札幌は雪。夕方から冷え込み、園路もうっすら凍結したため、管理スタッフ、飼育スタッフが自主的に園内に滑り止めの砂まきを始めて、お客様を迎え入れる体制を作っていました。
この日は「ガ○アの夜明け」撮影班も入って朝からバタバタでした。
トークセミナーでは、アメリカで猛禽類の野生復帰プログラムを研究して帰ってきたばかりの飼育員の話が印象的でした。
アメリカではカリフォルニアコンドルが絶滅寸前になり、なんと野生では9羽しかいない状態にまで減少したそうです。
そこで巨額の予算が投じられて、飼育下で繁殖し、飛行訓練を施して野生に復帰させているのですが、ここに一つ問題があります。せっかく野生に放鳥しても、野生下で繁殖しないのです。
そもそも、なぜ絶滅しそうになったか。それは生息域が破壊されているからです。つまり環境が壊れているからなんですね。動物を繁殖して野生に復帰させることはできても、環境が壊れたままだと結局エサを獲る川がないとか、重金属に汚染された水を飲んで死んでしまったりするのです。
その飼育員は言いました。
動物園が希少動物の繁殖や野生復帰をするというのは、一見華々しく意義のあることに見える。確かに意義はあるのだが、最も重要なことは、動物園という場所が多くの入園者に対して「環境を守る」という啓蒙活動をしっかりと続けていくことだ。

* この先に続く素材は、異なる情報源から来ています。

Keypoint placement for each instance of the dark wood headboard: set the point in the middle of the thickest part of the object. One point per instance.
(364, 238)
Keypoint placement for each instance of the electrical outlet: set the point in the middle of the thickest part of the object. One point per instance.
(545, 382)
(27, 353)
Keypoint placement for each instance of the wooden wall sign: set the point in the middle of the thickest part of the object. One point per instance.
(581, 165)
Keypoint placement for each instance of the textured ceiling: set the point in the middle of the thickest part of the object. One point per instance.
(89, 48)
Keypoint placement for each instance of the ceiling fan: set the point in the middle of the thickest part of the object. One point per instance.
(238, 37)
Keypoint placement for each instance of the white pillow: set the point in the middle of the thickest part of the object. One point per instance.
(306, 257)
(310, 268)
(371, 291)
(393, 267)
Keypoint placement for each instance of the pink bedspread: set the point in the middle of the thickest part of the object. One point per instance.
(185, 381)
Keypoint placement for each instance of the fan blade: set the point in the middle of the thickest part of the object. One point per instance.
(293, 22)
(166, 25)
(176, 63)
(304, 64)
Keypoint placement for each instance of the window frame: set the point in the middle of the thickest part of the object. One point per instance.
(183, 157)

円山動物園も「北海道の野生動物復元プロジェクト」を発表して、オオワシやシマフクロウの放鳥を目指しています。
しかし、それは円山のスタンドプレーであってはなりません。多くの研究機関や釧路市動物園、環境省などと手を携えて行われるべき取り組みであり、同時に環境ムーブメントとして市民道民に発信していかなければなりません。

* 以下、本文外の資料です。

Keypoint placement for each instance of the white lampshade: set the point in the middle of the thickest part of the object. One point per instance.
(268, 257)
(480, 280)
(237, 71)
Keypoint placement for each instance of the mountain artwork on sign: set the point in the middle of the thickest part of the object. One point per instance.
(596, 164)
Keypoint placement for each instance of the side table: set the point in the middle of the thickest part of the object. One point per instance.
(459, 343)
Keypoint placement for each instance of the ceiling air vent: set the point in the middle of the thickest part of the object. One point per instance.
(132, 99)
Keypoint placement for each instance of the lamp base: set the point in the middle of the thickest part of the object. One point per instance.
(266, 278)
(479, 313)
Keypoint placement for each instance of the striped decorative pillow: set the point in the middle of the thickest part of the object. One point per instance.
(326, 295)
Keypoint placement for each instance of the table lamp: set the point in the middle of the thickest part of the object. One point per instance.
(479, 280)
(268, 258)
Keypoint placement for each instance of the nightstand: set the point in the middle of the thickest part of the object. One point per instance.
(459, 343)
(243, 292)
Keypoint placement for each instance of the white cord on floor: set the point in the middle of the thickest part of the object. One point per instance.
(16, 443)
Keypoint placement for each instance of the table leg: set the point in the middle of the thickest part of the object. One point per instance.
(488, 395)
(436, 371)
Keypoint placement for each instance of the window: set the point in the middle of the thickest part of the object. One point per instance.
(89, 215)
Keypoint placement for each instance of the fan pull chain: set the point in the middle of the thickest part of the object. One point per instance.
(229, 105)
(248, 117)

生態系の頂点にいる猛禽類たちは、そのピラミッドの下層にいる多様な小動物や植物、微生物、水を守らなければ絶滅してしまうのです。本当の意味での「野生動物復元」とはその生息域の環境を復元し守ることなのですね。
いつになく熱っぽくそのことを語ってくれた飼育員。
LOHAS Fridaysの最終夜を飾るに相応しい話で、私も身が引き締まる思いでした。